The FDA is holding an app contest to help prevent opioid-related deaths. | Courtesy of Shutterstock
+ Regulatory
Amanda Rupp | Sep 27, 2016

FDA launches contest to combat opioid-related deaths

The U.S. Food and Drug Administration (FDA) recently launched the 2016 Naloxone App Competition, which is a public competition to create innovative technologies that help fight the opioid overdose epidemic.

The contest encourages inventors to create a mobile app that can provide opioid overdose victims life-saving antidotes.

Leaders from the FDA, Substance Abuse and Mental Health Services Administration (SAMHSA) and National Institute on Drug Abuse (NIDA) have invited all public health advocates, computer programmers, innovators, clinical researchers and entrepreneurs to join the contest.

Specifically, participants must develop a mobile phone app that connects people suffering from an opioid overdose with other people who are carrying naloxone, a prescription drug that is the antidote for opioid overdose. Such an app would improve the chances of a person receiving timely administration of naloxone and reversing the overdose.
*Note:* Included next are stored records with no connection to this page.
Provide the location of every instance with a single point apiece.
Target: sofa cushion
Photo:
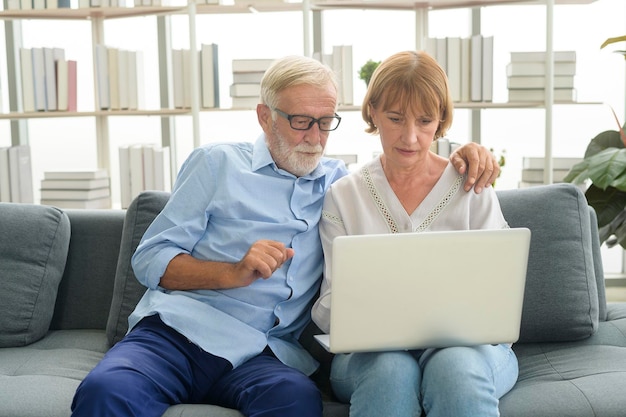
(127, 290)
(34, 241)
(561, 295)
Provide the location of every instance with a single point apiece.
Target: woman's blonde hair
(413, 80)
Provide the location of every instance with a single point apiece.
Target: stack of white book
(533, 168)
(76, 189)
(48, 80)
(246, 87)
(143, 167)
(119, 78)
(526, 76)
(468, 63)
(16, 177)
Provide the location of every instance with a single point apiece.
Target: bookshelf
(312, 11)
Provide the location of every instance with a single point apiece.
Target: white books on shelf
(5, 182)
(539, 81)
(487, 68)
(102, 77)
(20, 174)
(89, 194)
(539, 68)
(28, 86)
(454, 66)
(114, 77)
(71, 184)
(530, 162)
(342, 66)
(96, 203)
(476, 76)
(466, 69)
(75, 175)
(245, 90)
(251, 64)
(540, 56)
(209, 71)
(39, 78)
(561, 94)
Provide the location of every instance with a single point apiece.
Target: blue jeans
(456, 381)
(154, 367)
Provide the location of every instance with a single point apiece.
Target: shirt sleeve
(181, 223)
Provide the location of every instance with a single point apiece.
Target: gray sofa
(68, 288)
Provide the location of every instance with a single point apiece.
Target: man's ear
(264, 115)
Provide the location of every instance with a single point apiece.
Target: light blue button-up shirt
(226, 197)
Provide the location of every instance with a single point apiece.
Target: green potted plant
(366, 71)
(604, 166)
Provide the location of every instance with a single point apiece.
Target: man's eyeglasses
(300, 122)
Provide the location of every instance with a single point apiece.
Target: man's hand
(483, 167)
(264, 257)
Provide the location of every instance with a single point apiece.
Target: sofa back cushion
(34, 242)
(127, 290)
(561, 294)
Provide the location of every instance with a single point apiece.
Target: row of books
(143, 167)
(76, 189)
(16, 175)
(526, 76)
(340, 60)
(49, 80)
(119, 78)
(246, 87)
(209, 77)
(468, 62)
(533, 169)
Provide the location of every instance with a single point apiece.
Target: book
(251, 65)
(20, 174)
(96, 203)
(540, 56)
(487, 68)
(245, 90)
(47, 194)
(5, 182)
(75, 175)
(454, 67)
(39, 78)
(539, 68)
(557, 162)
(561, 94)
(245, 102)
(476, 75)
(248, 77)
(47, 184)
(539, 81)
(62, 79)
(28, 86)
(102, 77)
(209, 72)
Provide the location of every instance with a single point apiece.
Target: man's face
(298, 151)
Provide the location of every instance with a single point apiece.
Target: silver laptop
(430, 289)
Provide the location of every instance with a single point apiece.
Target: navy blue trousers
(155, 367)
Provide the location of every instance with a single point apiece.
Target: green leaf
(605, 167)
(604, 140)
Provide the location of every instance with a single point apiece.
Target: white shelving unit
(312, 15)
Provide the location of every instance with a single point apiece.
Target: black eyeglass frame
(289, 117)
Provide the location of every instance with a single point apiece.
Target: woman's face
(405, 137)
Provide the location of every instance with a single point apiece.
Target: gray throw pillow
(127, 290)
(34, 242)
(561, 295)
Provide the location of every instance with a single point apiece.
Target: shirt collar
(261, 157)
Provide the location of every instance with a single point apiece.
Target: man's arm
(481, 165)
(185, 272)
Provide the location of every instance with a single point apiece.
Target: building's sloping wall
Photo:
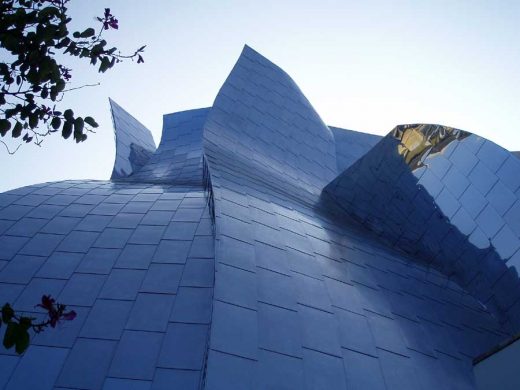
(351, 146)
(447, 197)
(134, 261)
(282, 141)
(306, 301)
(272, 285)
(178, 159)
(134, 143)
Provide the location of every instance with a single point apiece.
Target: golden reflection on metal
(419, 141)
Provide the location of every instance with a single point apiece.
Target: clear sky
(364, 65)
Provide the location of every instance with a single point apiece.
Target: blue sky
(364, 65)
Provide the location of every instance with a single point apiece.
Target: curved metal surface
(178, 159)
(262, 124)
(290, 291)
(351, 146)
(134, 143)
(304, 299)
(450, 199)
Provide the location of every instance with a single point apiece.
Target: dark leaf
(87, 33)
(33, 120)
(56, 123)
(17, 129)
(7, 313)
(10, 335)
(5, 125)
(69, 115)
(91, 122)
(67, 130)
(22, 340)
(79, 124)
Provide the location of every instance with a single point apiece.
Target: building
(258, 248)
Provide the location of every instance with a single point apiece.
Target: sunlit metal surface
(178, 159)
(259, 248)
(449, 198)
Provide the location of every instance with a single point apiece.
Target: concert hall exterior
(258, 248)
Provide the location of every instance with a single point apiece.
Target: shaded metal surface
(351, 146)
(178, 159)
(274, 284)
(134, 143)
(304, 299)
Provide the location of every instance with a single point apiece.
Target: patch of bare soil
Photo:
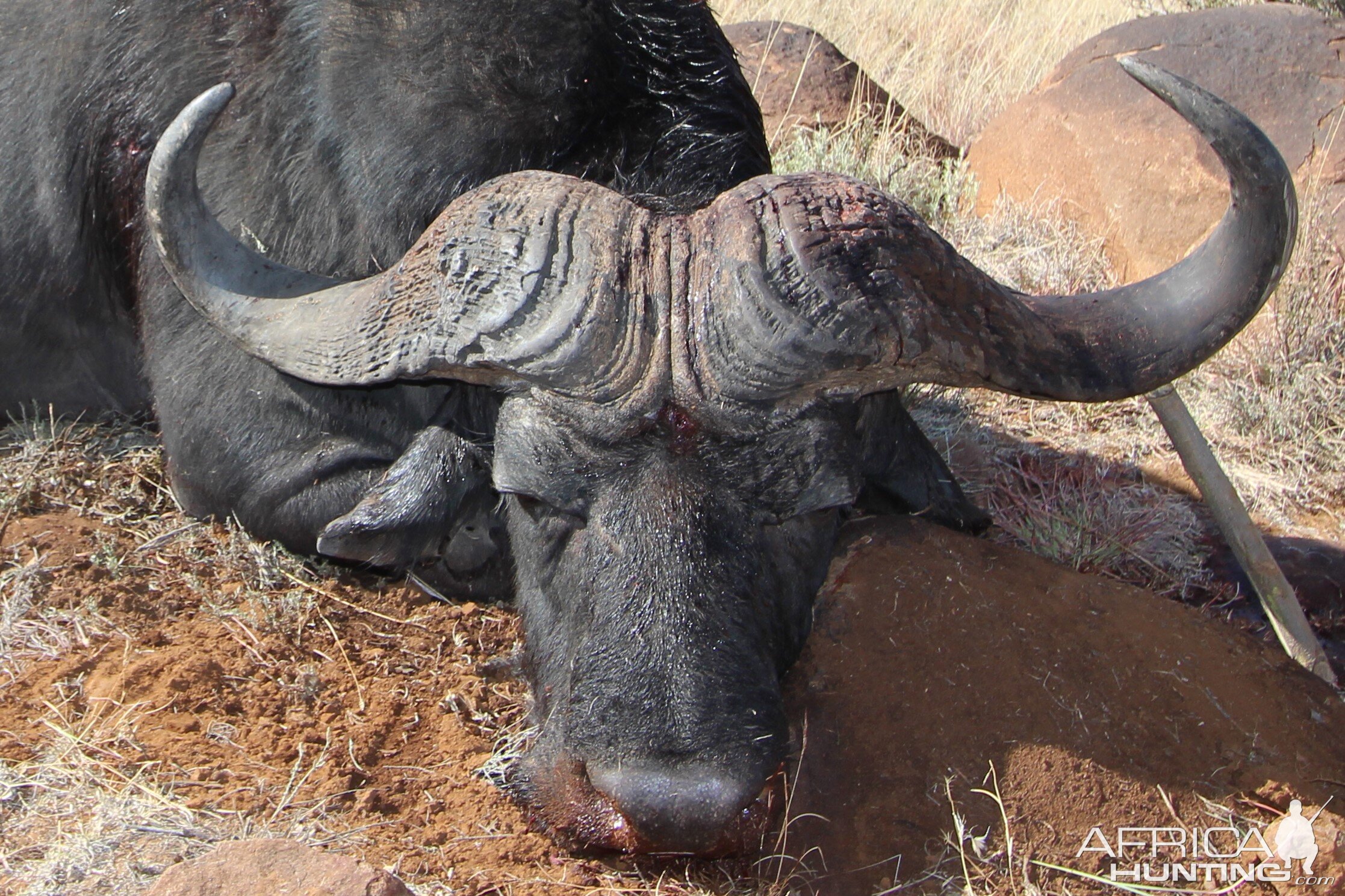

“With a dramatic increase in the number of opioid overdose deaths in the U.S., there’s a vital need to harness the power of new technologies to quickly and effectively link individuals experiencing an overdose -- or a bystander such as a friend or family member -- with someone who carries and can administer the life-saving medication,” FDA Commissioner Dr. Robert Califf said. “Through this competition, we are tapping public health-focused innovators to help bring technological solutions to a real-world problem that is costing the U.S. thousands of lives each year.”